Des centaines de dossiers ont été découverts dans des archives situées sous la Cour suprême à Buenos Aires ; dirigeants juifs et chercheurs s’interrogent sur leur présence

Des autorités examinent des documents nazis retrouvés dans des boîtes d’archives, dans le cadre d’une découverte sensible au sein de la Cour suprême, à Buenos Aires, le 11 mai 2025. (Crédit : Cour suprême de justice d’Argentine/AFP)
Des autorités examinent des documents nazis retrouvés dans des boîtes d’archives, dans le cadre d’une découverte sensible au sein de la Cour suprême, à Buenos Aires, le 11 mai 2025. (Crédit : Cour suprême de justice d’Argentine/AFP)
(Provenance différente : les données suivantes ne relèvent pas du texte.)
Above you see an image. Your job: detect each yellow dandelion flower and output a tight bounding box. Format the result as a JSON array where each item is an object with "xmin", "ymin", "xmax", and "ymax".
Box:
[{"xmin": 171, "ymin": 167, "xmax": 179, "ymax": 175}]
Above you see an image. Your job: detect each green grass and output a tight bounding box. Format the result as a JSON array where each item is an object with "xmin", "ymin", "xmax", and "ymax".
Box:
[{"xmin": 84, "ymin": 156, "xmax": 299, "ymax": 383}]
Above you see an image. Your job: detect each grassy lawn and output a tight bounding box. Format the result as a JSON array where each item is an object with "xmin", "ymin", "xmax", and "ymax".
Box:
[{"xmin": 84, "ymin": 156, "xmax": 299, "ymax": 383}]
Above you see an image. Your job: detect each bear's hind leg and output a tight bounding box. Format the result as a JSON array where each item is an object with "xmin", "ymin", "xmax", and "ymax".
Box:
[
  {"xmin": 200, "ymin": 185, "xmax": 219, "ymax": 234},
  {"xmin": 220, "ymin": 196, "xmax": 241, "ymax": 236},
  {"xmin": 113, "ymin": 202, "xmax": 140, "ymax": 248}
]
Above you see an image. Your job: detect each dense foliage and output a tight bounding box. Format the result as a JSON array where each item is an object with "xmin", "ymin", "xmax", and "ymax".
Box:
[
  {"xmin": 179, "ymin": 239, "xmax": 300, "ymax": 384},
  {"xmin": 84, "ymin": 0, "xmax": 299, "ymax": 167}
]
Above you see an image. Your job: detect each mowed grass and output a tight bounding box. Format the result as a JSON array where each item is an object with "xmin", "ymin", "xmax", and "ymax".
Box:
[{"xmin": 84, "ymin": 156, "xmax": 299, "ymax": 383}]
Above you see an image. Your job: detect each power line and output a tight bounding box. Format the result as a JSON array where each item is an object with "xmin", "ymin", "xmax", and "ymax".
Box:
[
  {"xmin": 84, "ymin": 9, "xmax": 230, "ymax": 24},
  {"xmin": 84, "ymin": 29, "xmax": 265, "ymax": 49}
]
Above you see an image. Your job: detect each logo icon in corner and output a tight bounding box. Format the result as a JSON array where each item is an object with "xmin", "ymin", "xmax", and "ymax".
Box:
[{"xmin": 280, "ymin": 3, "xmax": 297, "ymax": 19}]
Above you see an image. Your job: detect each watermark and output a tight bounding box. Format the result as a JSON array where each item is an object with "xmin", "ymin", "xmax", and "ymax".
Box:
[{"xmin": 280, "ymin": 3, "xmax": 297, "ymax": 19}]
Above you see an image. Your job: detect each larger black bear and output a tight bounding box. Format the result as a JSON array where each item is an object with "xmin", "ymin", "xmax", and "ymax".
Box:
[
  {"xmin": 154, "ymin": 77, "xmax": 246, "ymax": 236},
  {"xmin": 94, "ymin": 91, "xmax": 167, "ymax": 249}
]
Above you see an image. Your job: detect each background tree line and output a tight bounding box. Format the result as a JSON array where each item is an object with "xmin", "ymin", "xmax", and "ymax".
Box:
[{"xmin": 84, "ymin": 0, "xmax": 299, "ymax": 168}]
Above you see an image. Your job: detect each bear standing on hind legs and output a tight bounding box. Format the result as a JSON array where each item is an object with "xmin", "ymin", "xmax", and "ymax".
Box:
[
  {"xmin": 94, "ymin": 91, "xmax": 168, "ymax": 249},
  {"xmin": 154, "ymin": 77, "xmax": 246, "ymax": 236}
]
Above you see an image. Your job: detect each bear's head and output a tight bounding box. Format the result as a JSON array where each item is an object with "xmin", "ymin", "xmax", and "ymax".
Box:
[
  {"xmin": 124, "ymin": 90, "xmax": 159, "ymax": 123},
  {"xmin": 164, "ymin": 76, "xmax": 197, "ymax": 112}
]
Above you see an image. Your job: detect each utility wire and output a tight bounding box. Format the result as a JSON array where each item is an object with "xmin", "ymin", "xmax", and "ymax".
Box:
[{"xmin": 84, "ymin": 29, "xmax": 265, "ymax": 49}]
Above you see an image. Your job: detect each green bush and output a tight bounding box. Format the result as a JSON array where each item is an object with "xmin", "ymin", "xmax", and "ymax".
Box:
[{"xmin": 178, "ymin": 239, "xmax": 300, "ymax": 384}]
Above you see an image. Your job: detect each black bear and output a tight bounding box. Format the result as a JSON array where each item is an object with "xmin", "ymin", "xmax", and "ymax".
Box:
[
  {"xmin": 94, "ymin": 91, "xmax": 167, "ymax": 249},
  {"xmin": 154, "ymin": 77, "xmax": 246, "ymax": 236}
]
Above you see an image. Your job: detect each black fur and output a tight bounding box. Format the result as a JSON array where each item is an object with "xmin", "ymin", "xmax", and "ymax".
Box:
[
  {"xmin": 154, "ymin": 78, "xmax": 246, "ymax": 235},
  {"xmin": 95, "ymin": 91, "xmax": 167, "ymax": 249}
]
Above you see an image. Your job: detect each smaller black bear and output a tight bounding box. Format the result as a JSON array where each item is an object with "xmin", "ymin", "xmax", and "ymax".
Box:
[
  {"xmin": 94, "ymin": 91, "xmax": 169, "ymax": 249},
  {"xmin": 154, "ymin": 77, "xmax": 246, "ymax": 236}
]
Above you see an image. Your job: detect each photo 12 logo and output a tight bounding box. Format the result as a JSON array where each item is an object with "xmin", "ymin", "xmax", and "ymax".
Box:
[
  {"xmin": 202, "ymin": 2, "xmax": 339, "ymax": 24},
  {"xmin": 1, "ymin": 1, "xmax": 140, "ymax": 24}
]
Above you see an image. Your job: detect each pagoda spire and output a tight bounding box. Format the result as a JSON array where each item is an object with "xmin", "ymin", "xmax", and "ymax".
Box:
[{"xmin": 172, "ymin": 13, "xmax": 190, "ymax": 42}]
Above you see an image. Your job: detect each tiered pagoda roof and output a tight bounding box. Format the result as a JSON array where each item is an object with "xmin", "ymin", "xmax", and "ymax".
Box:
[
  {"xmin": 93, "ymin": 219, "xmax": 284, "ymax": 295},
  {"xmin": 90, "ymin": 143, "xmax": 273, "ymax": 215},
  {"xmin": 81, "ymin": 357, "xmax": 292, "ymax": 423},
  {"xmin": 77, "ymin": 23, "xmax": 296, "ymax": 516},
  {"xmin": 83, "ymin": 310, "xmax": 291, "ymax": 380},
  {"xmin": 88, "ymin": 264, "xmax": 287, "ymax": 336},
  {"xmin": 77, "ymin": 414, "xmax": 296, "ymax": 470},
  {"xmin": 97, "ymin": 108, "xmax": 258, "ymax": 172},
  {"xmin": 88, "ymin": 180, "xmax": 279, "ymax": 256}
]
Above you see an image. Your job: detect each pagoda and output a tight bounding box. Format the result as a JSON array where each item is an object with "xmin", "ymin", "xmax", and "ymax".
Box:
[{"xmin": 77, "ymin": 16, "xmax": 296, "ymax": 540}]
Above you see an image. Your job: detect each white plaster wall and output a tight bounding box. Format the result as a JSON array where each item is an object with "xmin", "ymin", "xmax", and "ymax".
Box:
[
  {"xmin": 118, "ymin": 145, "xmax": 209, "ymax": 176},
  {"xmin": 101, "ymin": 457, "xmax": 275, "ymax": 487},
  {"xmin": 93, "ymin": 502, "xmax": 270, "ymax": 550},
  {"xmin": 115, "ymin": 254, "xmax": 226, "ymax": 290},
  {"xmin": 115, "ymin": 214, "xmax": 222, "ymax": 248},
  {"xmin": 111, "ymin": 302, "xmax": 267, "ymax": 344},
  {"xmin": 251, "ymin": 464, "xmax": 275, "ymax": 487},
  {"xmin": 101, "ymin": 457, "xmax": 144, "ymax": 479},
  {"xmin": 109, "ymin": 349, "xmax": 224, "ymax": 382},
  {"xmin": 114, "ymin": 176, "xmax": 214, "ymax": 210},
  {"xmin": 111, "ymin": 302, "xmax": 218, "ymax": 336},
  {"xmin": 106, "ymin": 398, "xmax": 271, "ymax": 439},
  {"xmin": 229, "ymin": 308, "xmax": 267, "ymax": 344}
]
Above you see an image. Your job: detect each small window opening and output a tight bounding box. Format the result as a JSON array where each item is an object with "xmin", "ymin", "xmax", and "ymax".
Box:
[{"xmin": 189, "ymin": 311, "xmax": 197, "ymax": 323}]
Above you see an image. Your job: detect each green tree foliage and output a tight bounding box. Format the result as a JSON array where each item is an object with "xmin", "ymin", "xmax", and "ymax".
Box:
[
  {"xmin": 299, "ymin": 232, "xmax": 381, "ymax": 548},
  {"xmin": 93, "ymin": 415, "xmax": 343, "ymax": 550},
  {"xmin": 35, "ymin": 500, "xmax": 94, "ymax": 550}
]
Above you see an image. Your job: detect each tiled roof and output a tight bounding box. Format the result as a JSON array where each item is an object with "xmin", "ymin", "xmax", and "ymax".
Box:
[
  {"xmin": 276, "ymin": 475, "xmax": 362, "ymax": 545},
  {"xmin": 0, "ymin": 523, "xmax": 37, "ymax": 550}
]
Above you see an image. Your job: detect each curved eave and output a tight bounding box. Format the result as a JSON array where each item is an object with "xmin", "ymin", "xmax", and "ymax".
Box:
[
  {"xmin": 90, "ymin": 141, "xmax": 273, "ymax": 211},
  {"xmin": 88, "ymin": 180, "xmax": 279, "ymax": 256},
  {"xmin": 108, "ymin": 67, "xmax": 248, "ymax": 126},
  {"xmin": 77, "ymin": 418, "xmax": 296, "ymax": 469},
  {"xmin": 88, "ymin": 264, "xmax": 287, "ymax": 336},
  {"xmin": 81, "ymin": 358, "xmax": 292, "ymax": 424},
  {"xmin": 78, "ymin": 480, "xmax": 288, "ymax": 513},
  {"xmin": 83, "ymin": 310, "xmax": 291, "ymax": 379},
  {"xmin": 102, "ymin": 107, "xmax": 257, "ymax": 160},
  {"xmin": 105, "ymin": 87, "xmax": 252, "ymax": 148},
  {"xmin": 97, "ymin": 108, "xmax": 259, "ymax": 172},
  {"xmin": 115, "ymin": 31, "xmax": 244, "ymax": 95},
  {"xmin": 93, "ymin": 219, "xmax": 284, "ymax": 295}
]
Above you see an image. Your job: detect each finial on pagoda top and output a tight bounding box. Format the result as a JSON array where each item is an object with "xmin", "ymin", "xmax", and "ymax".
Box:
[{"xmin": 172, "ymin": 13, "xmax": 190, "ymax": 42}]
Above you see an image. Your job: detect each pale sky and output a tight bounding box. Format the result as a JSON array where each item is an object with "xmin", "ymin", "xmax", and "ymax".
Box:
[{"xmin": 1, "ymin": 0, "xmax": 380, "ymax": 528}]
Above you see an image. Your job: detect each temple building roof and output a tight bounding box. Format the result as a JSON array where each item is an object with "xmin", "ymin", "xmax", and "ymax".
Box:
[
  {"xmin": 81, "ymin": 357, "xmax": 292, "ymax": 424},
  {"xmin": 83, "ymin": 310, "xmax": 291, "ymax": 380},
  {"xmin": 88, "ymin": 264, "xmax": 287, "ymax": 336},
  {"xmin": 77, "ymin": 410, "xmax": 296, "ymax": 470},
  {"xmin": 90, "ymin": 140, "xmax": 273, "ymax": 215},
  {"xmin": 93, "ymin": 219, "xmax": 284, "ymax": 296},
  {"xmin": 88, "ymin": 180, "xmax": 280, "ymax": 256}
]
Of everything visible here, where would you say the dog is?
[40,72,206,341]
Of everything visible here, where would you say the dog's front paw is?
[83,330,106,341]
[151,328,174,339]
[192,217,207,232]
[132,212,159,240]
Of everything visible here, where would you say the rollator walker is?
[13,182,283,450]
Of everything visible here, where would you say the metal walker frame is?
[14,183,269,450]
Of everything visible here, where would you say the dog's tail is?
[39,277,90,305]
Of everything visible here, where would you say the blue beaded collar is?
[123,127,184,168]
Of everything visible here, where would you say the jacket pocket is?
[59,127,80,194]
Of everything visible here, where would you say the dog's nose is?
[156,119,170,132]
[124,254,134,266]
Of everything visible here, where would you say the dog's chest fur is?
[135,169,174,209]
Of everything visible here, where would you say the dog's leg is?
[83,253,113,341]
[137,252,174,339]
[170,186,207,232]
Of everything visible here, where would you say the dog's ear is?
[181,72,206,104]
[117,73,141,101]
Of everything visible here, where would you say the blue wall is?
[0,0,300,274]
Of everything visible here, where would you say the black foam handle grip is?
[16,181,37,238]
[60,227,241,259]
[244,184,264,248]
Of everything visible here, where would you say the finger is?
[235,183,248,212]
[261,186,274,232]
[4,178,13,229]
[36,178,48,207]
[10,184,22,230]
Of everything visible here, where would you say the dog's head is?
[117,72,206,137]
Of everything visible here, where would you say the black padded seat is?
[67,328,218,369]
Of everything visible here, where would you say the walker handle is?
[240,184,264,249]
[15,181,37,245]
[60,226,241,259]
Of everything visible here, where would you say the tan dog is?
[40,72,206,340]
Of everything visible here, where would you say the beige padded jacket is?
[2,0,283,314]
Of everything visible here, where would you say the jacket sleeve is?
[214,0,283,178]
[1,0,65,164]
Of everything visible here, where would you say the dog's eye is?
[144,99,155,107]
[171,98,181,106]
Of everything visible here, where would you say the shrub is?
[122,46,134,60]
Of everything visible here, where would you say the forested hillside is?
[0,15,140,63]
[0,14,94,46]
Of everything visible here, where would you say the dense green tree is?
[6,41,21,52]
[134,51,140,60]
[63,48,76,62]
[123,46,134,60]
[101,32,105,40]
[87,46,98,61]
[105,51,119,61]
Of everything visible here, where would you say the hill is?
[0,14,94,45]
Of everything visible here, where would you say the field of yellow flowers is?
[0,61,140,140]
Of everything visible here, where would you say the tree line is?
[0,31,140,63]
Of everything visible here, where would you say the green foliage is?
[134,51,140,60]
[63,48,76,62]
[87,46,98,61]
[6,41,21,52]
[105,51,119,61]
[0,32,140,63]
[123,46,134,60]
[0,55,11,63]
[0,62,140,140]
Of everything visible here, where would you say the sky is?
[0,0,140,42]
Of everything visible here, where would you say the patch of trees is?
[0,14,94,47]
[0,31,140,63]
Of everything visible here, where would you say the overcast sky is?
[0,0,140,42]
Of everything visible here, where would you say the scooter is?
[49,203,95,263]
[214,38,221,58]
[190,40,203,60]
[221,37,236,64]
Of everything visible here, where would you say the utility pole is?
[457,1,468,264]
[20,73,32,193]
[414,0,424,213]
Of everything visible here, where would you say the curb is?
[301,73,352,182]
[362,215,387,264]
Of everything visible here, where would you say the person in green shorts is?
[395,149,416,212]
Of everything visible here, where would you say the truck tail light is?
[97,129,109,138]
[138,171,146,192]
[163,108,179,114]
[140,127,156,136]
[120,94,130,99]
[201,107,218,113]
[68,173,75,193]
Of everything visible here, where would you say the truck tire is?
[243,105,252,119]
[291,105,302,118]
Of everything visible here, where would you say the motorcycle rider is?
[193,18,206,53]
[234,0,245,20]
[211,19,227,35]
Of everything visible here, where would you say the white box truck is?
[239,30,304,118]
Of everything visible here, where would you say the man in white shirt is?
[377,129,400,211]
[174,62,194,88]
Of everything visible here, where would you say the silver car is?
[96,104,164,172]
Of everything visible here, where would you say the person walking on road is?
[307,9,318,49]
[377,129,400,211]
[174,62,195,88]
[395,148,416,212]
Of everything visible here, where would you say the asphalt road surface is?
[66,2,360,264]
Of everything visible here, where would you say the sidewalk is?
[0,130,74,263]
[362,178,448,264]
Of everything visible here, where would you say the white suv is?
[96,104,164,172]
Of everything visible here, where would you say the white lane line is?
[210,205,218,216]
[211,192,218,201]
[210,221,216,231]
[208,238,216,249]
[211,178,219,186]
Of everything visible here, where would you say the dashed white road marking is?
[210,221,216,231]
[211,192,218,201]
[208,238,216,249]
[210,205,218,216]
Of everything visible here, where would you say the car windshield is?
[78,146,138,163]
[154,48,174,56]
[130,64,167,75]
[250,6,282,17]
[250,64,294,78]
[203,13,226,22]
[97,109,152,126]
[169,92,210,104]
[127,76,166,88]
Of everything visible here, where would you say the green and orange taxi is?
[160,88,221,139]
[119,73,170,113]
BUENOS AIRES – Un soir en début d’année, un responsable de la Cour suprême argentine a appelé Eliahu Hamra, le rabbin du principal centre communautaire juif du pays, pour lui faire part d’un secret.

Le tribunal venait de découvrir, dans ses archives, au sous-sol, une dizaine de boîtes contenant des documents nazis : des photos d’Adolf Hitler, ainsi que des milliers de livrets d’adhésion à des organisations syndicales nazies, marqués de la croix gammée du Troisième Reich. Silvio Robles, chef de cabinet du président de la Cour, souhaitait recueillir l’avis du rabbin sur la manière de gérer cette découverte, selon le récit de Hamra.

Le sujet est particulièrement sensible pour l’Argentine, qui abrite la plus grande communauté juive d’Amérique latine, mais dont l’histoire reste entachée par le fait d’avoir servi de refuge à des dizaines de criminels de guerre nazis après la Seconde Guerre mondiale.

Hamra a averti Robles que le tribunal risquait de devoir répondre à des questions sensibles sur la manière dont ce matériel nazi avait pu se retrouver dans ses sous-sols.

« Je l’ai averti qu’il fallait tenir compte du fait que cela pourrait laisser une tache sur eux », a-t-il confié lors d’une interview avec Reuters.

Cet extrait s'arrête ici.